One of the Super Nintendo games had fancy golden script over the hilt of a sword on a red field, declaring itself to be Final Fantasy II. I didn't try it out for a while, because, well, abrogations of logic tend to confound me, and I know you can't have a second final. Little did I know that this was in fact the fourth final, but that hardly would have improved matters.

Teaching myself to play this game all the way through to the end, exploring every pixel all by myself, securing every weapon and extra boss, all the summons and secret places, ranks as one of the greatest things I have ever done. Pokémon built itself enough out of its bones (the D&D/Ultima bones) to render the source stock instantly legible to me, and so I was able to enter through that little archway into a world I had theorized was possible, a world I had confidently assured my parents existed and was worth exploring, and which blew my mind wide open with its living, breathing actuality.
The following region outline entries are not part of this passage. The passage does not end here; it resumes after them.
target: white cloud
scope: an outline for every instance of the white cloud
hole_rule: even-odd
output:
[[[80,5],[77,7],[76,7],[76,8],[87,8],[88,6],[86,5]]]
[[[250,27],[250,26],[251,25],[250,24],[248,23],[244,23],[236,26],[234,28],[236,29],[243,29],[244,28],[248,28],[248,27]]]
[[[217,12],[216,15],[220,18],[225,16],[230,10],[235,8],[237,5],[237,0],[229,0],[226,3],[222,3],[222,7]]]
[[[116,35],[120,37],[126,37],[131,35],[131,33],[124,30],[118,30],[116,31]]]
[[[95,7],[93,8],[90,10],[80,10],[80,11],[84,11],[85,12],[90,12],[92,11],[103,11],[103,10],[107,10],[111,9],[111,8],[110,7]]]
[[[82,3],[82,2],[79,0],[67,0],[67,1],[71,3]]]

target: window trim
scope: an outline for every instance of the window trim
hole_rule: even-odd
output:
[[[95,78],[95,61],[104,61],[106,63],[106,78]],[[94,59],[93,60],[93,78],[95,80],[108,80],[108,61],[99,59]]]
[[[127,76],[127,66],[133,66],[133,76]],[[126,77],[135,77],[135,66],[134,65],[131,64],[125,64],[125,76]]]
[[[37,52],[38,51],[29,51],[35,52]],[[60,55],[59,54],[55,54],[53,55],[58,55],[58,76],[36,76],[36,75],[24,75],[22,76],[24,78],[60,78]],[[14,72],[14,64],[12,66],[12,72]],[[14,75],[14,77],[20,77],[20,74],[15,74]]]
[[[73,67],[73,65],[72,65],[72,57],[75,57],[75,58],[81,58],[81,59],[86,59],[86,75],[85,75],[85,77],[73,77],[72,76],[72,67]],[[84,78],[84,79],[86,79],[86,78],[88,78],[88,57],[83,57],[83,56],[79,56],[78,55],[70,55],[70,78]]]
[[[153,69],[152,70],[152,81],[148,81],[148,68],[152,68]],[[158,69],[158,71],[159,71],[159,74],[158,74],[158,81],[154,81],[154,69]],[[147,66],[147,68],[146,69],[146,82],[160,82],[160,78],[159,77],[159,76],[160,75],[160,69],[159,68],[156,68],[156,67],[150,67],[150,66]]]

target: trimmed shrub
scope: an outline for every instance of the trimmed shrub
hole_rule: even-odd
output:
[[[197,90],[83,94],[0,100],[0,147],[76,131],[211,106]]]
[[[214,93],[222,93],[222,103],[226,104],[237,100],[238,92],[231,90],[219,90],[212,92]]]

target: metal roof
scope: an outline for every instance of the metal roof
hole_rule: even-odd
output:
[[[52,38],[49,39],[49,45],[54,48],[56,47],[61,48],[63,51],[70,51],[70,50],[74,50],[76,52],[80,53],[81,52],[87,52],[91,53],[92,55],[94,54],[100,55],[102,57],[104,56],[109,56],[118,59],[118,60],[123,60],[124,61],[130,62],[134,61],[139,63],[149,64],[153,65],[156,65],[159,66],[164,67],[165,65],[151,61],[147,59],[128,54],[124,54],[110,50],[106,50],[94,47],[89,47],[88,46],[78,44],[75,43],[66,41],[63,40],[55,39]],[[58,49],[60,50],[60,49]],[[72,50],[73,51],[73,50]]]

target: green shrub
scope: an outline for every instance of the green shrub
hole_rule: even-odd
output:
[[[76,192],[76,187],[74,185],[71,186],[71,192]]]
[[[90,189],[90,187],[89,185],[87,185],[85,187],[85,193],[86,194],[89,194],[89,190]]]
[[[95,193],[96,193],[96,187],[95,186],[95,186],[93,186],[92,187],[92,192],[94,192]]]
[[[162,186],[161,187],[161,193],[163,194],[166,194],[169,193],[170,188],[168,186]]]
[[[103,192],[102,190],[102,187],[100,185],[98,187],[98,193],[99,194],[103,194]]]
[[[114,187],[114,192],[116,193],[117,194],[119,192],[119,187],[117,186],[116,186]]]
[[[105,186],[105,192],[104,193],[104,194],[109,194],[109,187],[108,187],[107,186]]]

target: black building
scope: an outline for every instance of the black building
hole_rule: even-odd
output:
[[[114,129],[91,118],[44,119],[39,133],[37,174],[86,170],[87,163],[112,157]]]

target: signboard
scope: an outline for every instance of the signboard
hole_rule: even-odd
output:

Digital literature. Yes. I took it up on its promise, and was blessed; now I bear its rod and staff, and its holy word is ever upon my lips.

*

Literature, that is, art, is the Prime Good of All Existence, as is well understood. Video games are a part of it, so, you know, they make life better, a lot better. So, I think they're all right.

I like 'em.


--JL


*Halo's setting--in scale and magnitude--is too powerful. There was a point when I had seen lots of stuff from the game and thought it was merely ok, like, yeah, cool jeep and shit. Nice energy bolt you made there. But seeing the ring, Halo itself, from space shifted something deep inside me and lit my brain up in brand new places. A top-tier game memory.